As the energy crisis continues to worsen as gas global fuel prices spiral out of control, the importance of boosting the UK’s homegrown supplies has been highlighted by many as a way out of the crisis. Now, plans have been lodged for the Rosebank field, which could produce around 70,000 barrels of oil a day at its peak, according to estimates. The site is also predicted to produce around 44 million cubic feet of gas per day in its first 10 years.
The field. is about 80 miles north west of Shetland in Scotland and could begin operating as early as 2026.
According to a study by Wood Mackenzie and Voar Energy, the site could account for as much as eight per cent of the UK’s oil production from 2026 to 2030.
The study has also estimated that the Rosebank field could generate a total economic impact of £24.1billion over the lifetime of the project.

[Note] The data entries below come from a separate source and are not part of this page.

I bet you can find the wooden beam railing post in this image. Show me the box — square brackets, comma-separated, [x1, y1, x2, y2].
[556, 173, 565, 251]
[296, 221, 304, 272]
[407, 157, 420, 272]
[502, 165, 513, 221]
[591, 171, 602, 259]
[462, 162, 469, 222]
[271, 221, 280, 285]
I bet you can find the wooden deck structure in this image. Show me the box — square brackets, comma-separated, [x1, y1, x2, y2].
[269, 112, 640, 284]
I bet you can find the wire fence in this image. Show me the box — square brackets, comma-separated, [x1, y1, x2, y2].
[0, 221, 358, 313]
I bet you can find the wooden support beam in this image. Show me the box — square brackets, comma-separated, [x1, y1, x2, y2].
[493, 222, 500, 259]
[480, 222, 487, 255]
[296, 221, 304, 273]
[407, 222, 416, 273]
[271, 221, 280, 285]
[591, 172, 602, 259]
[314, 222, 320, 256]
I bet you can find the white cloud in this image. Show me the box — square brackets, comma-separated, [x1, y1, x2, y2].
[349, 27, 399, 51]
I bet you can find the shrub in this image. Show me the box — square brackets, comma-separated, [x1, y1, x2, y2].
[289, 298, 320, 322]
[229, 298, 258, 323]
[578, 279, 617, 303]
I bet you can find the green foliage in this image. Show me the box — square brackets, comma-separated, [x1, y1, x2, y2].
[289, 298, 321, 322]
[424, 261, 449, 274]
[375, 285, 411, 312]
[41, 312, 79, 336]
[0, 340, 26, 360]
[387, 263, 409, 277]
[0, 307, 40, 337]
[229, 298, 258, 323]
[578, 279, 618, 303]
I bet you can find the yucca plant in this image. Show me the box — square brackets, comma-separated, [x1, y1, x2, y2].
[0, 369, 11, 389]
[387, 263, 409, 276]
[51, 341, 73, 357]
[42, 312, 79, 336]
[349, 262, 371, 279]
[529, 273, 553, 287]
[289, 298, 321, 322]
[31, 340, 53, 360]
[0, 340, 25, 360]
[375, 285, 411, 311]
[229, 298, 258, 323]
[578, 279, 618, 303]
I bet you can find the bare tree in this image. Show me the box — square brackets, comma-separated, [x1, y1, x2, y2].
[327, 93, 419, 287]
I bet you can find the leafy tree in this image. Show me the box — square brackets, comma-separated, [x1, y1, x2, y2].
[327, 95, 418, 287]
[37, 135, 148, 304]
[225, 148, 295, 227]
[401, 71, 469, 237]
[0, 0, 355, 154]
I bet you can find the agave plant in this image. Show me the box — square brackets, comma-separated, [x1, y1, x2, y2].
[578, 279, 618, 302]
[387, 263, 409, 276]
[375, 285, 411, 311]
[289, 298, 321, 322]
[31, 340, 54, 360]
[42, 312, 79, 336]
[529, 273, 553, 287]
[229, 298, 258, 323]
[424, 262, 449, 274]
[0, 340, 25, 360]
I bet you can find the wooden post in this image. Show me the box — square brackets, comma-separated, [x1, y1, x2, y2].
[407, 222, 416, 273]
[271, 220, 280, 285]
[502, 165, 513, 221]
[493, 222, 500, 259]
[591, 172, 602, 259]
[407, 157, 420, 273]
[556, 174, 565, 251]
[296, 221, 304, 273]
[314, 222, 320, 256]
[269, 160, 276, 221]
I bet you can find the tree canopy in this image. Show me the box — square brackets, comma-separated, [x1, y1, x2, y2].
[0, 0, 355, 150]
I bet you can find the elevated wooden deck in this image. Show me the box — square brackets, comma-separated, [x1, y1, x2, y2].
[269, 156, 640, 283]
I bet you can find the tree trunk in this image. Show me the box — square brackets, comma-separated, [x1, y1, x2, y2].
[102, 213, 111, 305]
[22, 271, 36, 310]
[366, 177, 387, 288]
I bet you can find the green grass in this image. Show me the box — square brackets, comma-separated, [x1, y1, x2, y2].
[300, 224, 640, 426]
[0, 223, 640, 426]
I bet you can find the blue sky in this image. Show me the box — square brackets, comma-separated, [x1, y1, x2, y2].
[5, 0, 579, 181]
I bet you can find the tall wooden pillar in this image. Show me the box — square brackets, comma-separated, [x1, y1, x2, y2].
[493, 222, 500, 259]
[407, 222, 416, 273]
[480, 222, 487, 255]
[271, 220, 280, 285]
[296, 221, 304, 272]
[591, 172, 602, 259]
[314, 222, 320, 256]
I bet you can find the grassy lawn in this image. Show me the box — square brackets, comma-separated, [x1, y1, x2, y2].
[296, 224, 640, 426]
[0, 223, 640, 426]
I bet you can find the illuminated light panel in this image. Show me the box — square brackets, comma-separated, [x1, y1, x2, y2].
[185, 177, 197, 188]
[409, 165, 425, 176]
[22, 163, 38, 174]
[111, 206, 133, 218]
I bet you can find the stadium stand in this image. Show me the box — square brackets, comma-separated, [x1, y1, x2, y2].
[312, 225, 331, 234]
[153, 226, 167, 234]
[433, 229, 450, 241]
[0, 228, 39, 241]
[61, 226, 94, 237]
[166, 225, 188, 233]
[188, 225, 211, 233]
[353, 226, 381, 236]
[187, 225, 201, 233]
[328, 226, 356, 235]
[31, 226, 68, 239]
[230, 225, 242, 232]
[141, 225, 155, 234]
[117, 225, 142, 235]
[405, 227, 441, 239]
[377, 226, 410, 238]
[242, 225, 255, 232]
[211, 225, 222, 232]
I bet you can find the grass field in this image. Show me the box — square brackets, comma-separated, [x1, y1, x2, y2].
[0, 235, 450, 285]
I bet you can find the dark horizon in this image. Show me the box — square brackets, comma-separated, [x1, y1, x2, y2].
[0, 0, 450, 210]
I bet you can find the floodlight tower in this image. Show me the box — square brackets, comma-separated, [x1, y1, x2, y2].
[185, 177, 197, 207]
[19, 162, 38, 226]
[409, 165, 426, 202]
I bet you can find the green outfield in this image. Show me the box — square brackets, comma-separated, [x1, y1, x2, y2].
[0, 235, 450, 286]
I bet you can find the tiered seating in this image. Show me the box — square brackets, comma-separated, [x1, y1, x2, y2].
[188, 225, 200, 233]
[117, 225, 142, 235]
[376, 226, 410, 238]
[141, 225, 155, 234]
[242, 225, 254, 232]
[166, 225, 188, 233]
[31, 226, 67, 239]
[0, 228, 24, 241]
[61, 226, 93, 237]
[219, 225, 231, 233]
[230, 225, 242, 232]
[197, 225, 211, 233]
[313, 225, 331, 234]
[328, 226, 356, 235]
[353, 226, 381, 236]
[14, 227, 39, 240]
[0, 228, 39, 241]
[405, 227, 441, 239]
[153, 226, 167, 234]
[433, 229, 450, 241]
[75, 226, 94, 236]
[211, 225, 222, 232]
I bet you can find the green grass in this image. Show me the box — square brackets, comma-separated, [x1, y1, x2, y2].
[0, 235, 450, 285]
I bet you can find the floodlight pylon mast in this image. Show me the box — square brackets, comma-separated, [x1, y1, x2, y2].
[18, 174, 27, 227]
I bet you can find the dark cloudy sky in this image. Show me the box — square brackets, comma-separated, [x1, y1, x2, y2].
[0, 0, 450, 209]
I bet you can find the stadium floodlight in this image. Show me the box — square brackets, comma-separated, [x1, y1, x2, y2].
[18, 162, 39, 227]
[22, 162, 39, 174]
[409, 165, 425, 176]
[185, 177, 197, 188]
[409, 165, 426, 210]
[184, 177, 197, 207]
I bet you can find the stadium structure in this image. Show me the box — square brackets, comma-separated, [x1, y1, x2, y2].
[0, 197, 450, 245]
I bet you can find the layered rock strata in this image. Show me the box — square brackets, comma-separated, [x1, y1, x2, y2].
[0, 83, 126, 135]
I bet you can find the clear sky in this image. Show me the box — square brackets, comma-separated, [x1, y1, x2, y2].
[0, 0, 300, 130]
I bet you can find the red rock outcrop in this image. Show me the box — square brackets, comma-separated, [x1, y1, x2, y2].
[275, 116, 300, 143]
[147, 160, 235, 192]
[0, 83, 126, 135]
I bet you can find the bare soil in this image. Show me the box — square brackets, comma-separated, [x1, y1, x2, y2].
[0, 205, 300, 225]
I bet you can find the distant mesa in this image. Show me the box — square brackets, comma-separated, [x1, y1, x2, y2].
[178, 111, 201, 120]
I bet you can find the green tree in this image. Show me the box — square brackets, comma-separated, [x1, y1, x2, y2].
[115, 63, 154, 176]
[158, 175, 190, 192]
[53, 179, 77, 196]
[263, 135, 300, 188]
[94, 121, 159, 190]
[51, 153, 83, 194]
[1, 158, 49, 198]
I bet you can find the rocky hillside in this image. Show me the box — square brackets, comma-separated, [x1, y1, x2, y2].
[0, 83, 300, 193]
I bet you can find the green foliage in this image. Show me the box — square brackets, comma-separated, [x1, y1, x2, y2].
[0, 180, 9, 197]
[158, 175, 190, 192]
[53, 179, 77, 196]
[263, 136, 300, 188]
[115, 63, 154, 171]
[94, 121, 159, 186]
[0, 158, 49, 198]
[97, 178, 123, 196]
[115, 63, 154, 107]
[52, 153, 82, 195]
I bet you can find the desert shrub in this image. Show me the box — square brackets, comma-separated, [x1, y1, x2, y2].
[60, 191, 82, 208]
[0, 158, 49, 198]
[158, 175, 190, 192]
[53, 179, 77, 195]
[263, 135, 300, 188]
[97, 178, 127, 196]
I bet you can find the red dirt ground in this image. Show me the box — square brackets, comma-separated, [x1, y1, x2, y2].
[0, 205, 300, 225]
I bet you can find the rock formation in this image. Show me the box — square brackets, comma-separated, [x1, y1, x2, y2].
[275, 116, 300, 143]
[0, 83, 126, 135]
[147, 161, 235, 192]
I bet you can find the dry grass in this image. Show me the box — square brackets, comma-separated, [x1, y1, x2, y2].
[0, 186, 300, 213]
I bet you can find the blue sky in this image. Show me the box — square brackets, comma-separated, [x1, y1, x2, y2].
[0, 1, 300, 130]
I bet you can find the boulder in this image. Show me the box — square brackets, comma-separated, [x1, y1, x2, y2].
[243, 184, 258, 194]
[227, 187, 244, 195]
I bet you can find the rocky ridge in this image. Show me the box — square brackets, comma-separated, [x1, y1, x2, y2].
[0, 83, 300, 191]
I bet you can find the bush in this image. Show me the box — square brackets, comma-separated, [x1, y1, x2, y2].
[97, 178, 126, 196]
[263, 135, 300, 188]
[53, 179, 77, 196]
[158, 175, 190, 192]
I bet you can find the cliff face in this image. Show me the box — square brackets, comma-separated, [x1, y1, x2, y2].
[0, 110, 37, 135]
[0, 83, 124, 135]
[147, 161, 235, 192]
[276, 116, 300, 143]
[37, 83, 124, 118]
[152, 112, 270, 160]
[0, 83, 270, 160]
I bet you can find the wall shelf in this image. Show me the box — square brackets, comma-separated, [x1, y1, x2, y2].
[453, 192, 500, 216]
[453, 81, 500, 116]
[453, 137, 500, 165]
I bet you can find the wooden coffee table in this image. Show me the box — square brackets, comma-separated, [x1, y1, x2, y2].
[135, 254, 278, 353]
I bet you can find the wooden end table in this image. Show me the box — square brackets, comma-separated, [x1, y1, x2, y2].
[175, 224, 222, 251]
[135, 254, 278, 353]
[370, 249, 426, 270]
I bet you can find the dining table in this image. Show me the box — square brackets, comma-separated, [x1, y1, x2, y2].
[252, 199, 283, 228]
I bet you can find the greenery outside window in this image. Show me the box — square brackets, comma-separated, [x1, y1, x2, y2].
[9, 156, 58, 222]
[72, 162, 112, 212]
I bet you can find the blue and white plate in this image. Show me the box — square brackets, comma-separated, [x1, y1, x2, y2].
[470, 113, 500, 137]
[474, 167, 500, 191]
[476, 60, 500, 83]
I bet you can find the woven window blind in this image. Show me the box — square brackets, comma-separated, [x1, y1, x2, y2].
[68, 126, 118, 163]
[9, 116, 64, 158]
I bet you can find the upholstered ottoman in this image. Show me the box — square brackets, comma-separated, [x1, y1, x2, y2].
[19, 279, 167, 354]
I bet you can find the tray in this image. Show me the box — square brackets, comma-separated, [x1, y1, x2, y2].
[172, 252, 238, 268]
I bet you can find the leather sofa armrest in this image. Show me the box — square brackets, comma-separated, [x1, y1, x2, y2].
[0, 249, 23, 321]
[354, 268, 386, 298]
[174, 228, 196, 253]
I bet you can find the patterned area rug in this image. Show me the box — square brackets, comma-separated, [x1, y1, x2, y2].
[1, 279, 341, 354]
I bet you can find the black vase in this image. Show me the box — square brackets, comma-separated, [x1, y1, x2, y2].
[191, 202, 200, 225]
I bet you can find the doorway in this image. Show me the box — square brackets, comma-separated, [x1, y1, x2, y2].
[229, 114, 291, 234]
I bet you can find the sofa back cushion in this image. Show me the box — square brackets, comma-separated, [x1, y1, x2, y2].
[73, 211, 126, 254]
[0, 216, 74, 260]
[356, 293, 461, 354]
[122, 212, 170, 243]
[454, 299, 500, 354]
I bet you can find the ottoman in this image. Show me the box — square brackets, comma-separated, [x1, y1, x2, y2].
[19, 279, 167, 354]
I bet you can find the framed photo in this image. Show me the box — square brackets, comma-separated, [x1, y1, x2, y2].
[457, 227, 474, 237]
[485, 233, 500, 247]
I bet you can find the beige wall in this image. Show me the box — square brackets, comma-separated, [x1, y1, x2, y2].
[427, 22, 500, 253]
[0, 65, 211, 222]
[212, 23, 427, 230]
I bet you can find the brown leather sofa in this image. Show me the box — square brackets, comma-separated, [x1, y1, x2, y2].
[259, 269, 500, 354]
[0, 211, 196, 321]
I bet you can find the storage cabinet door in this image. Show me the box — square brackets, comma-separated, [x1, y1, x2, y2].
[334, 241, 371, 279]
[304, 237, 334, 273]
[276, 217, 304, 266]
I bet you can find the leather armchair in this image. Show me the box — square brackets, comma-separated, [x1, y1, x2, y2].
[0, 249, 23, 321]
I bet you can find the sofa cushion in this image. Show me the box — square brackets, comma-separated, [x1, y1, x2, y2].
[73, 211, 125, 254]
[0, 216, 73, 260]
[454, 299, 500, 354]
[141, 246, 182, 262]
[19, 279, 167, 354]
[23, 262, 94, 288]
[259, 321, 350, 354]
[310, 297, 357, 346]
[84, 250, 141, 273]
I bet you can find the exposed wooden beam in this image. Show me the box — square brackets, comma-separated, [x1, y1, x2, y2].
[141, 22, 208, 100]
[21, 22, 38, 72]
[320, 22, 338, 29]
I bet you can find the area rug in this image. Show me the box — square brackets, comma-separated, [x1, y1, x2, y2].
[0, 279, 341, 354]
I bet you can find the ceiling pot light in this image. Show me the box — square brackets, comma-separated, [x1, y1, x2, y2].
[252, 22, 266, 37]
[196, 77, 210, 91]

Norway’s state-owned oil company, Equinor, says that along with its project partners it will invest £80million into the site, although a final investment decision is expected to be made in the first quarter of 2023.
Currently reliant on imports, Equinor, which acquired Rosefield in 2019., has argued that the UK only produced 57 percent of the oil volumes and 41 percent of the gas it needed in 2021.
And despite a push from campaigners to ditch fossil fuels as the impacts of the climate crisis get laid bare, the company has still argued that hydrocarbons have a “vital role” to play in the near future for the benefit of the UK’s energy security.
The company also claims it is still committed to net zero, despite a commitment to oil and gas in the coming years.
Arne Gürtner, senior vice president upstream in the UK and Ireland, said: “Equinor is committed to net zero by 2050 and is ready to invest to bring energy security while also transitioning to lower-carbon energy sources over the coming years.
“That said, for the next few decades oil and gas will continue to play a vital role alongside these low-carbon systems.
“Therefore, while we still need oil and gas, we aim to develop and operate projects such as Rosebank with the lowest possible carbon footprint while bringing the maximum value to society in the shape of UK investment, local jobs and energy security.”
But environmental campaigners are furious with the plans, warning it will be twice as big as the controversial Cambo oil field.
While new developments could slash reliance on imports, campaigners argue it is more appropriate to focus on turning attention to renewable power generation.
This is an alternative means to boosting domestic security, which could also slash Britain’s reliance on foreign gas and cut emissions in the process.
They also argue that the prices of oil and gas will not change, even if the fuel is not imported from abroad, as the market will remain global and integrated.
Uplift director Tessa Khan said: "Rosebank will mean a massive transfer of wealth from the British people to one of the richest petrostates in the world.
"Approving Rosebank would be a total betrayal of both the Government's climate goals and the British public, who face a severe recession while oil and gas companies make outrageous profits."
And despite claims that boosting domestic supplies will leave Britain less exposed to global supply shocks, Greenpeace has argued that the oil field will “do nothing” to shield Britons from the integrated energy markets.
Philip Evans, of Greenpeace UK, said: "If Rosebank goes ahead, it will do nothing to help drivers or households with rising costs, because the oil doesn't belong to the UK and goes to a global market.
"We will fight Rosebank every step of the way, and urge the Government to crack on with quick, cheap solutions that will actually help in the cost-of-living crisis and the climate emergency - renewables, home insulation and heat pumps."
This comes as Britons have been warned that the energy price cap (maximum annual tariff) could jump to an eye-watering £4,700 by April next year.
This equates to £391 per month, and could push even more households into fuel poverty.